As others said, it's the ablative of occiput (back of the head, occiput). Noone is ever going to learn any Latin from Alexander Lenard's absolutely terrible translation of Winnie-the-Pooh. There is nothing to salvage in this whole mess - even Lenard's grammar is shaky at best. The sentence "Ecce Eduardus Ursus scalis nunc tump-tump-tump occipite gradus pulsante post Christophorum Robinum descendens" is in fact a great example of how poor Lenard's Latin is :
"scalis" without a preposition means "with a ladder" not "in the stairs" which would be "in scalis" or "per scalas"
His thumping onomatopaea (not a good idea to use onomatopaeas in latin but - oh well) is poorly placed in the sentence.
The bear's occiput does not push or knock or slap the steps, so using pulsare is just a bad idea. I can think of several latin verbs that could have expressed the idea. Offendere and impingere come to mind.
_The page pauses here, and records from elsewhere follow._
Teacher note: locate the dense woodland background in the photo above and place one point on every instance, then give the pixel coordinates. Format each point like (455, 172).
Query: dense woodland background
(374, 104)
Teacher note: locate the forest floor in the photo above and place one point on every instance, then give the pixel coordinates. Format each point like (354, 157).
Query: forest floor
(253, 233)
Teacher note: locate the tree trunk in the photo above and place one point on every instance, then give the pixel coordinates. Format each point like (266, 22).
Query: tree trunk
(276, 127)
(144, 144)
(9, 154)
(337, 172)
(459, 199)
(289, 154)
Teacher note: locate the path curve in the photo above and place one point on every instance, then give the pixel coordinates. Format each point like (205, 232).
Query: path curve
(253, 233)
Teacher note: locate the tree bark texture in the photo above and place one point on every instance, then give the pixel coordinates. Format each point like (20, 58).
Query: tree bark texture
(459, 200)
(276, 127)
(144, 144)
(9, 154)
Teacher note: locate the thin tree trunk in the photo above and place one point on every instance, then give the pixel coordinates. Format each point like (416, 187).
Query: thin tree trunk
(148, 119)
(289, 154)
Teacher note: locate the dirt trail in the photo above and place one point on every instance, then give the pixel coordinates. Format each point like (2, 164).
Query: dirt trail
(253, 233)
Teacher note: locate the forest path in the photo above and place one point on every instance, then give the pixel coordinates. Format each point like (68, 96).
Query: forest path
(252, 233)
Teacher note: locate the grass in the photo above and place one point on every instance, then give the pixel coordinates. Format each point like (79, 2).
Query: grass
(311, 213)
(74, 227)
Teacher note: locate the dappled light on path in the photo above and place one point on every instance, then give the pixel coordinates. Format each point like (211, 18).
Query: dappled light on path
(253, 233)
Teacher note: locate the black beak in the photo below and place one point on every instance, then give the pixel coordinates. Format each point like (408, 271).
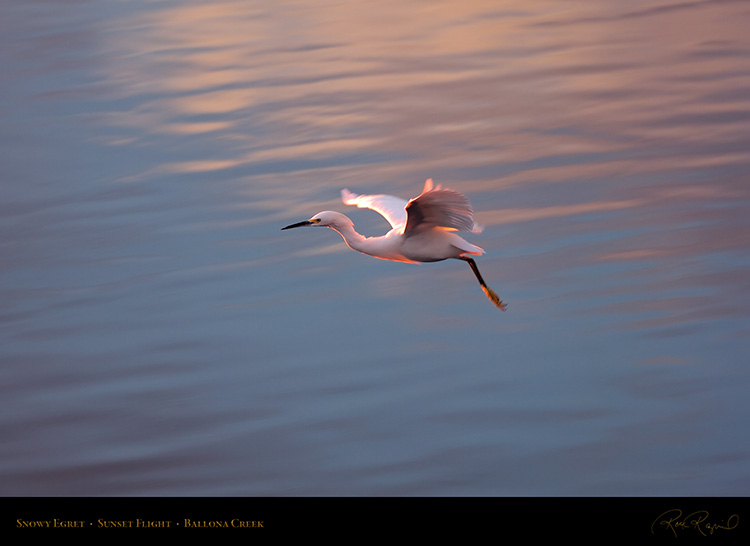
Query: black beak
(299, 224)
"Descendens" : as most English speakers, and many latinists, Lenard doesn't really understand how the present participle works. He overuses it and doesn't use relative clauses enough. "Ecce ursus... descendens" sounds something like "Here is the bear... while it comes down" not "the bear coming down". In THIS context it is weird and awkward. In other contexts it would work just fine. Just as with other languages, you have to read/know enough latin to have a sense of what works in context. Of course the difficulty with latin is that there aren't so many intermediate-level texts to get to that level in the first place. Lenard and his Winnie-ille-Pu are just a fraud.
I read a few pages of it on the web and was horrified. It is a sloppy, lazy and faulty translation, by someone who didn't have good enough command of the language (let alone of its stylistics) to have any business translating a book, or anything, into latin. Even Harrius Potter is better, and it's pretty damn bad.